This one’s all about the hands.

Here is an obvious case of the right hand not knowing what the left hand even looks like. It’s that bad.
For over two months since March I’d been asking then badgering one Hackney library for exhibition space for either one day or fifteen days for my art to coincide with Anti University and with the London Festival of Creativity and Well-being. Two months of unanswered emails except for one which was vague and promised a follow up one after a Bank Holiday but nothing happened. Finally last Saturday I was given the green light by a phone call I returned even though I had been expected, said the deputy manager, two days earlier but I am not psychic so never knew.
In the heat before the storm I flung my installation but carefully into my bubble-wraps, walked like a teenager to the bus-stop and fixed up my work in no time at all, Remember I’d been prepared for over two months. The next Monday I went back to the library to tidy up my rushed job and to add the last creations.

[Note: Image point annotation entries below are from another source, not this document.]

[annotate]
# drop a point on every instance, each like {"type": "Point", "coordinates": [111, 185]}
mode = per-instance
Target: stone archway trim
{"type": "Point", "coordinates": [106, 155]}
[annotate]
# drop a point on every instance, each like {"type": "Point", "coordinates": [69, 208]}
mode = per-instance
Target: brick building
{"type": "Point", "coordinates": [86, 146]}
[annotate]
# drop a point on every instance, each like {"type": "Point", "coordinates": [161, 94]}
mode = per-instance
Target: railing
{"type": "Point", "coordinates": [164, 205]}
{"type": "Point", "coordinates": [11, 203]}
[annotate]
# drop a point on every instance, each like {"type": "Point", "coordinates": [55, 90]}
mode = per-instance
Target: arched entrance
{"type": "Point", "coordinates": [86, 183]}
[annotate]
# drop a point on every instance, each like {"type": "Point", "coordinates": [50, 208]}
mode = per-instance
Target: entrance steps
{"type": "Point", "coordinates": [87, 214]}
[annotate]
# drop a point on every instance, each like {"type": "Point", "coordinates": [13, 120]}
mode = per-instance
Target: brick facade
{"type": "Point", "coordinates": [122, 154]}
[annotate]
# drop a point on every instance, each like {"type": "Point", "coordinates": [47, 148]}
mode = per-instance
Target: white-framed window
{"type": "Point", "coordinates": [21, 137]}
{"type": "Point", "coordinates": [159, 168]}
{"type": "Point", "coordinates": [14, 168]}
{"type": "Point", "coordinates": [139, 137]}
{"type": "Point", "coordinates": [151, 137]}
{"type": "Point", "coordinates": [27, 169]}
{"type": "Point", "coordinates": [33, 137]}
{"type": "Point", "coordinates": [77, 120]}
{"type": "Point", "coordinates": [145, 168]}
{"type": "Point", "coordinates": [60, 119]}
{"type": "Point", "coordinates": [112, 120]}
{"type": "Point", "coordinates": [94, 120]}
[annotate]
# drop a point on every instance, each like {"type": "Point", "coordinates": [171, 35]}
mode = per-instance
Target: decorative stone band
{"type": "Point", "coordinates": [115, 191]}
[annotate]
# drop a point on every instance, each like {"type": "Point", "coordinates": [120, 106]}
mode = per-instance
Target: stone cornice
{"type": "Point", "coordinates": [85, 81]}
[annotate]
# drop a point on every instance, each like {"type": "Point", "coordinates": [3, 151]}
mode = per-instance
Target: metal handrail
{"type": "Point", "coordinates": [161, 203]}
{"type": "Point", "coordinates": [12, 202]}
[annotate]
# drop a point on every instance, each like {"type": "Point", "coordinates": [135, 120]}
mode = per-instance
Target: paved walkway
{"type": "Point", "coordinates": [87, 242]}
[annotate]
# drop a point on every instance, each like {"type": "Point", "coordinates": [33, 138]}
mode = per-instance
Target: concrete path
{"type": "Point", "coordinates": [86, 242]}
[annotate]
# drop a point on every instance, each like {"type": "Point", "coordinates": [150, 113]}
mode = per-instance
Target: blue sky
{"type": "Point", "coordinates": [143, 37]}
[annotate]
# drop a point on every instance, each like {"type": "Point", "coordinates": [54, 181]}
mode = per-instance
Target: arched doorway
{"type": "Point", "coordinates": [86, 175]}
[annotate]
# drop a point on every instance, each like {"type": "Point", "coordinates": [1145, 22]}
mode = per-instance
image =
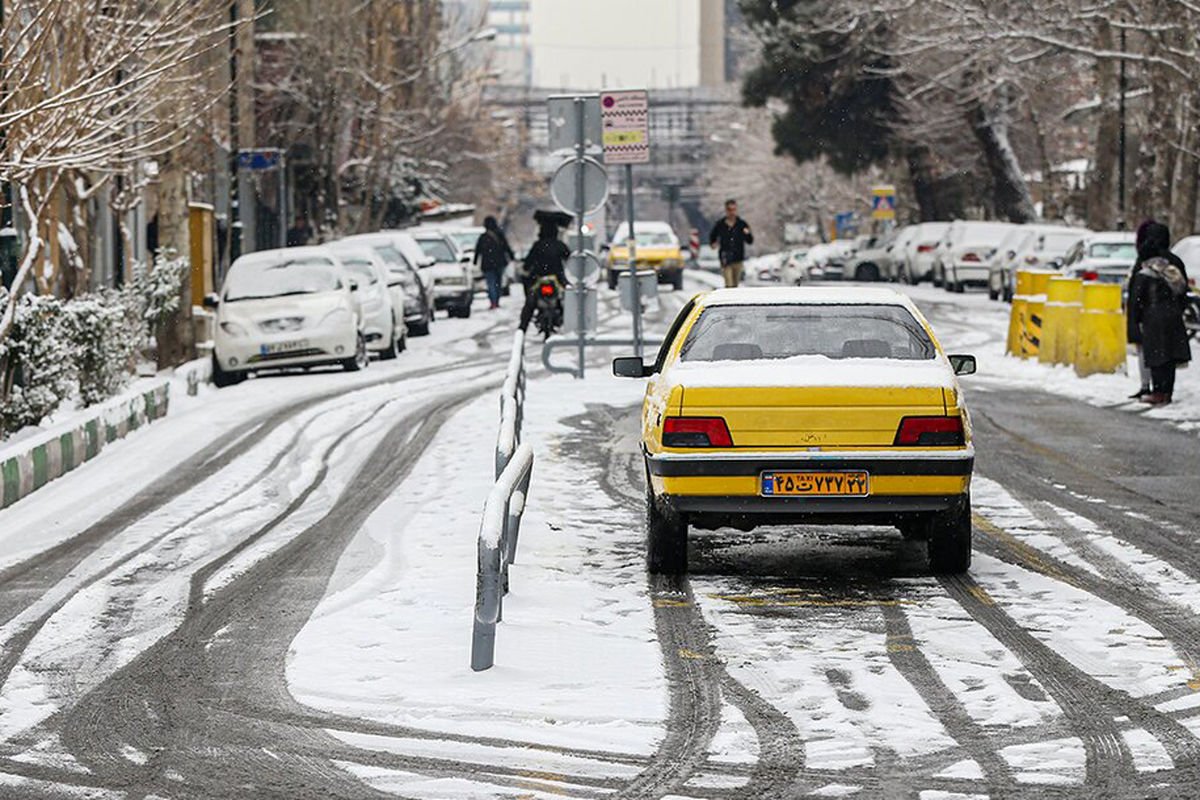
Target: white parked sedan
{"type": "Point", "coordinates": [286, 308]}
{"type": "Point", "coordinates": [382, 302]}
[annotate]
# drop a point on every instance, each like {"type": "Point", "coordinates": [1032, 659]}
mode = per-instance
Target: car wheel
{"type": "Point", "coordinates": [949, 539]}
{"type": "Point", "coordinates": [360, 359]}
{"type": "Point", "coordinates": [391, 350]}
{"type": "Point", "coordinates": [666, 539]}
{"type": "Point", "coordinates": [868, 272]}
{"type": "Point", "coordinates": [221, 379]}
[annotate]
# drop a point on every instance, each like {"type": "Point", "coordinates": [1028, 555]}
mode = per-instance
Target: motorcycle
{"type": "Point", "coordinates": [549, 308]}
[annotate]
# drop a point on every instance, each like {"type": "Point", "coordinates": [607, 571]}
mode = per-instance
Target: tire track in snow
{"type": "Point", "coordinates": [1085, 702]}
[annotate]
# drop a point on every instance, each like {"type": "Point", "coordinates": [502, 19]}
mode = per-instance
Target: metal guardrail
{"type": "Point", "coordinates": [502, 512]}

At 5.30pm today, on the third day of my display,I had the longest email you’ve ever seen from the library manager starting off with an apology for the lack of communication. I settled into a peace of mind and read on. The second paragraph explained how when he’d discussed my exhibition with him….hold on now. The man never stood still ever to speak with me. And the final episode was a request that I come and remove my exhibition because another outfit wanted the cabinets or if not the staff would take down my work and store it somewhere.

Angry? You’ve never seen the like. What could I do? My hands were tied. An official complaint would be wasted energy and more lies would be invented. I had done everything politely and without complaint. I threw on my angry red winter coat, dragged out my two trollies and watched the clock on the bus. Even the tramp asking me for money was cheerier than me.

I retrieved my exhibition pieces and saw no staff running towards me perhaps to arrange a taxi home for me or a refund for all my promotional postcards and wotnot.

My anger turned to sadness and now I wait for a small time to pass so that I will be over the whole caboodle and say loudly con brio “Well, I wash my hands of it all”. A couple of paracetamol will help.